Social Learning through Interactions with Other Agents: A Survey
This is an incremental survey that synthesizes existing research on social learning in AI, highlighting gaps for researchers in embodied AI and multi-agent systems.
The paper surveys how social learning paradigms from human development are mirrored in machine learning, focusing on embodied agents and recent NLP advances, and finds that while individual techniques like imitation and feedback are successful, there is little unifying work for socially embodied agents.
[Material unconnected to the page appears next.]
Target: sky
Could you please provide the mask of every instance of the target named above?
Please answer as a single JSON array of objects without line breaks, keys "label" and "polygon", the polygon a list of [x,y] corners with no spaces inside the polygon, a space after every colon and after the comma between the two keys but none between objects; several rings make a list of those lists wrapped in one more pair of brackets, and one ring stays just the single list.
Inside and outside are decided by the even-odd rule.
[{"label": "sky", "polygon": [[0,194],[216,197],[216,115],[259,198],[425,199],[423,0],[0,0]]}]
Social learning plays an important role in the development of human intelligence. As children, we imitate our parents' speech patterns until we are able to produce sounds; we learn from them praising us and scolding us; and as adults, we learn by working with others. In this work, we survey the degree to which this paradigm -- social learning -- has been mirrored in machine learning. In particular, since learning socially requires interacting with others, we are interested in how embodied agents can and have utilised these techniques. This is especially in light of the degree to which recent advances in natural language processing (NLP) enable us to perform new forms of social learning. We look at how behavioural cloning and next-token prediction mirror human imitation, how learning from human feedback mirrors human education, and how we can go further to enable fully communicative agents that learn from each other. We find that while individual social learning techniques have been used successfully, there has been little unifying work showing how to bring them together into socially embodied agents.